Elsewhere in Alberta, Stephen Loukas's Cardium oil producer, Obsidian Energy Ltd. (OBE), added 32 cents to $10.03 on 600,100 shares. It has finally announced its long-hyped debt refinancing. The company has been talking about refinancing its debt all year, putting particular emphasis on extending due dates. As of March 31, Obsidian had over $368-million in debt coming due within 12 months, next to a cash balance of just $5.6-million. Now it can ease investors' minds with a proposed $125-million five-year note offering and $225-million in new credit facilities.

Specifically, Obsidian owed about $311-million under an old credit facility maturing this December, along with about $57-million in notes and term debt due in November. It can now repay all of this with the proceeds of the five-year note offering and the new credit facilities. To be clear, it will still carry some near-term debt, as the $225-million in new credit facilities includes a $50-million term due Dec. 31. Obsidian said it plans to draw just $30-million under this loan.

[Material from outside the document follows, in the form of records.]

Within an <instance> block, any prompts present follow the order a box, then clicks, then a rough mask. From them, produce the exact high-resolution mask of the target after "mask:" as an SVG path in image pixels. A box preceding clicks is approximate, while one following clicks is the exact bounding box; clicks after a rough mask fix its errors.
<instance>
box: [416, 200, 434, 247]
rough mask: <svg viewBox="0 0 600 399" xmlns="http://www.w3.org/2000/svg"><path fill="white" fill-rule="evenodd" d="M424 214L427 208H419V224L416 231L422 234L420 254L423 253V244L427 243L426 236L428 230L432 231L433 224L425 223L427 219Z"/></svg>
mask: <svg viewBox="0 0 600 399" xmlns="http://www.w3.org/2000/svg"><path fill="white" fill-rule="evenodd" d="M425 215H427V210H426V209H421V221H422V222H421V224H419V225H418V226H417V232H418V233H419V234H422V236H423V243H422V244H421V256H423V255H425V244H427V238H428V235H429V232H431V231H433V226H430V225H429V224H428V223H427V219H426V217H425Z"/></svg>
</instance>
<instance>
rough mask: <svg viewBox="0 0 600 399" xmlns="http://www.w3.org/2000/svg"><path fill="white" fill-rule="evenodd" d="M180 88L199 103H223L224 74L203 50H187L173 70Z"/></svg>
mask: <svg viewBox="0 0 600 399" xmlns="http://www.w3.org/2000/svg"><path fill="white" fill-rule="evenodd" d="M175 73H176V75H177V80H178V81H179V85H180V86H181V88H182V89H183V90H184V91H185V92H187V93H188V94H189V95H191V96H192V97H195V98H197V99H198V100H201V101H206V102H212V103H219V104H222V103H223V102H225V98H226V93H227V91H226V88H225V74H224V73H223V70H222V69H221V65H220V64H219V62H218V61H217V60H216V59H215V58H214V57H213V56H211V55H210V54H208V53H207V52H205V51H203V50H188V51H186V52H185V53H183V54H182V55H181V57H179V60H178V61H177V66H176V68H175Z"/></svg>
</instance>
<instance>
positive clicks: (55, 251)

The extra breathing room is significant, but comes at a cost. To have just $225-million in credit facilities is a drop of more than one-third from the prior effective limit of $366-million. A few years ago, the limit was as high as $470-million, but fell steadily as Obsidian and its lenders negotiated countless amendments and extensions. Obsidian even attempted to wash its hands of the whole thing by putting itself up for sale from late 2019 to early 2021. There were no takers, so the merry-go-round with the lenders continued. Investors seemed relieved today that the music will finally stop for a while. They likely would have appreciated more details on the terms of the new facilities, for example whether they continue the old facility's prohibition on dividends without the lenders' consent. (Obsidian was formerly a generous dividend payer but has not paid one since 2015.)

Another Alberta producer, Don Gray's Gear Energy Ltd. (GXE), added four cents to $1.13 on 4.26 million shares. Management has posted its latest monthly update on Gear's website. As usual, the update included an estimate of Gear's production, which it pegged at 5,900 barrels a day in June. This brings its average to 5,800 barrels a day for the second quarter, an increase from 5,700 in the first quarter. Thanks in part to this extra production, but mostly to higher oil prices, quarterly cash flow soared to $33.8-million from $18.8-million.

President and CEO Ingram Gillmore usually writes the monthly updates, but this month's edition came from David Hwang, vice-president of finance and chief financial officer. He congratulated Gear at length for achieving its goal of having zero net debt as of April. "Getting to zero net debt was made possible by investing in capital projects efficiently and running the business prudently," declared Mr. Hwang, no doubt feeling quite pleased with himself as he did so. He added that Gear is not at the mercy of any lenders and is "in full control of our business." It could even exert some of that control by pursuing "opportunistic acquisitions," he mused. He did not hint at anything imminent, but made meaningful noises about having "dry powder" for "the right opportunity."

Investors seemed intrigued. Gear is not normally acquisitive; its last significant deal was in 2018, when it bought Steppe Resources for $70.4-million. It claimed that this would give it "visibility ... to exceed [production of] 10,000 barrels a day ... in the near term." Four years later, that has still not come close to happening, and Gear long ago stopped mentioning it in favour of more conservative production targets. Perhaps it will soon be ready to once again show its ambitious side.